Improving the Forecasting Process

The revenue forecasting process in New York remains flawed despite a statutory requirement for a consensus economic and revenue report to be released by March 10. Although the revenue estimate differences are smaller than last year, no agreement has been reached and a report has not even been issued.

The inability to reach a consensus on the revenue forecasts may be based, in part, on the recent track record. Revenues and economic performance have exceeded all expectations. Actual receipts exceeded proposed Executive Budget estimates by more than $5.5 billion over the past three years.

The Economy

The legislative and Executive forecasts for the national economy have only small differences other than in their projections for corporate profits.

For the state economy, the differences are more significant and center on wage and employment growth.

Income and Revenue Trends

Tax revenues are increasingly difficult to estimate because of the changing character and composition of personal income. Annual growth in regular wage payments has disproportionately occurred at the middle and upper end of the income distribution due to:

  • Significant growth in bonuses paid by the financial sector to their employees;
  • Increased number and value of stock options exercised;
  • Unusually strong capital gains due to record high stock prices and unlocking of capital gains in response to lowered federal tax rates; and
  • Larger number of individuals investing in mutual funds that make annual taxable distributions.

Analysis of Revenue Forecasts

Revenue estimates for 1997-98 and 1998-99 differ from Executive estimates by between $476 million and $944 million. Although all of the revenue forecasts are achievable there is considerable uncertainty surrounding the components of income that drive the 1998-99 differences.

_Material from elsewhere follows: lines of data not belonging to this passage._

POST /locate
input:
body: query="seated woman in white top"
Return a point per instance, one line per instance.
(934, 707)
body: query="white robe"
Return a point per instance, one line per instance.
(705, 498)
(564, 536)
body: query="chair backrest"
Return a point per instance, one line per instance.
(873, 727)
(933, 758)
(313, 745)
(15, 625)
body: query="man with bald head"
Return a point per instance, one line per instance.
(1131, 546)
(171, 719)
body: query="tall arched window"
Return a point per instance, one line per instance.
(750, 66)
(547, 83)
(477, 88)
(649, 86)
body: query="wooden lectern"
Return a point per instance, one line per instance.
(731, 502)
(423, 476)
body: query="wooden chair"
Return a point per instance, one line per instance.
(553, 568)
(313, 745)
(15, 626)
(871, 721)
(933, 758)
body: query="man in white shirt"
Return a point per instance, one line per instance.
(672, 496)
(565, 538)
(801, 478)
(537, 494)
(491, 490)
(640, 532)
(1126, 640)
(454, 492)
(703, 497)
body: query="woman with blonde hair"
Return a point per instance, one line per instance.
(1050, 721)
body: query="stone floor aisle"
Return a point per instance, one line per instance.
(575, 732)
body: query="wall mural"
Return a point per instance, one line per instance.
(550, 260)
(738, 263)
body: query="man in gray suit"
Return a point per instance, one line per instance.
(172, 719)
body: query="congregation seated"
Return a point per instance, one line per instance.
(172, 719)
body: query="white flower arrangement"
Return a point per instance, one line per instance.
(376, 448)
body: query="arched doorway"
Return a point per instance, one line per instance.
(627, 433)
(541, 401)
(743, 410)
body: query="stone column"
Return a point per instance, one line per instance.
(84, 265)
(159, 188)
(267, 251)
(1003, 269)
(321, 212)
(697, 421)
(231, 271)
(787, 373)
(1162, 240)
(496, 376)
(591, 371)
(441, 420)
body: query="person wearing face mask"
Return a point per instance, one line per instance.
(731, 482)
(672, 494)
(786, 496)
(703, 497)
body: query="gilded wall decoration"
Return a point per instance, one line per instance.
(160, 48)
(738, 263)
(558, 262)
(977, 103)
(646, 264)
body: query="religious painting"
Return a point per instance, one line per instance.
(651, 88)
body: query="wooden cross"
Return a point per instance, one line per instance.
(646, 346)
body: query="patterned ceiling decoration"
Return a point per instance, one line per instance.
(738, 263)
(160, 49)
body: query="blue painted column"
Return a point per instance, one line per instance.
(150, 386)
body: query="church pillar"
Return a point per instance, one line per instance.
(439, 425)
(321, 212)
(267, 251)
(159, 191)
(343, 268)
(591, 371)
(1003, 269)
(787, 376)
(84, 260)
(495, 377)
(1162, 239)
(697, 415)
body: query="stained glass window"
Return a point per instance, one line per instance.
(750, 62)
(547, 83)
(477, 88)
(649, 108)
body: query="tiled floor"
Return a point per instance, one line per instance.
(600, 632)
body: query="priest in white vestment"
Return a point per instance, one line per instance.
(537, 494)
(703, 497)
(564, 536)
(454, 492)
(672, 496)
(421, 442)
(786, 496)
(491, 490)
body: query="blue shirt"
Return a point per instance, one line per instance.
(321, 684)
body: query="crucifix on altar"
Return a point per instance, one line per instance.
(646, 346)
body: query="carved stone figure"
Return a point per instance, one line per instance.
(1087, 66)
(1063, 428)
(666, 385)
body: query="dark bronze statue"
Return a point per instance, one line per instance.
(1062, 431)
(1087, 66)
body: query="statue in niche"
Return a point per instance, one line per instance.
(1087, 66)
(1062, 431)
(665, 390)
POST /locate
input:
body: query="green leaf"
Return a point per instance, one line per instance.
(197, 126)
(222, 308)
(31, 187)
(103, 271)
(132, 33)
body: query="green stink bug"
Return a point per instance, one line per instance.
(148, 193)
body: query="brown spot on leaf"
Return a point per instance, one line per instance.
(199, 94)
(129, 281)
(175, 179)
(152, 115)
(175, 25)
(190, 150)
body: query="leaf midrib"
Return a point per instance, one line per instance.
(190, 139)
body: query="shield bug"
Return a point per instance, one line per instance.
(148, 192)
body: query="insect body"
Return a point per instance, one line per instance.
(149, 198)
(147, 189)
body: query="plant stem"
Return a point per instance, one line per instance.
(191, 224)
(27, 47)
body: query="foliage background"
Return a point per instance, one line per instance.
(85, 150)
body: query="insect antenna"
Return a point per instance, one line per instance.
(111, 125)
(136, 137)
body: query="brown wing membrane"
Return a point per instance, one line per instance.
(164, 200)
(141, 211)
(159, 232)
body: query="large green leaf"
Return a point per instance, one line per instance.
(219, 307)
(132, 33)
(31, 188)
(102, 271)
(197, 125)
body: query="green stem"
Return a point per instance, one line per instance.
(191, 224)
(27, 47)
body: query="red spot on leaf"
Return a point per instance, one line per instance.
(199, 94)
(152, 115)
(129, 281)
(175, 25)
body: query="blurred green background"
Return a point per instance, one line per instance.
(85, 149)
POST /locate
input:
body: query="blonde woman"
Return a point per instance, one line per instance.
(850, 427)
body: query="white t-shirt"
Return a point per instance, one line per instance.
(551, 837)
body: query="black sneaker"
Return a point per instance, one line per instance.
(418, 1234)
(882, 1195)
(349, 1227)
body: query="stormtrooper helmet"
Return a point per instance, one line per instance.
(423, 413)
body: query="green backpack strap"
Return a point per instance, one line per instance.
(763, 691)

Disagreements on projected revenues for 1997-98 are minimal, ranging from $100 million to $152 million. The major disagreements are in the business taxes and estate and gift tax collections that the State will receive in March.

The differences in expected revenues for 1998-99 are more significant and range from $336 million to $819 million. At least half of the disagreement is in the personal income tax, and how much will be collected from the withholding and estimated payments tax.

  • The fiscal staff's(1) forecasts vary by up to $323 million in higher wage withholding taxes. The different estimates are a result of wage growth projections that range from 5.0 to 5.8 percent for the fiscal year. Because withholding tax rates increase as income increases, the distribution of wage growth among income classes is contributing to different estimates.
  • The fiscal staff's forecasts vary by up to $305 million in higher estimated income tax payment taxes on non-wage income. The difference in projected capital gains explains over $200 million of the difference in forecasts.


  • From a revenue perspective, the changing character and composition of income is good news, since the income tax is progressive and proportionately more revenue is collected by the State when it is received by higher income taxpayers. However, in terms of stability, the foundation of the much higher tax revenues is the strength in the financial markets. These markets have in the past been volatile and the State's dependence on Wall Street significantly increases the risk in the economic and revenue forecast

1. This report refers to the three forecasts published by the Legislative fiscal committees as "fiscal staff forecast."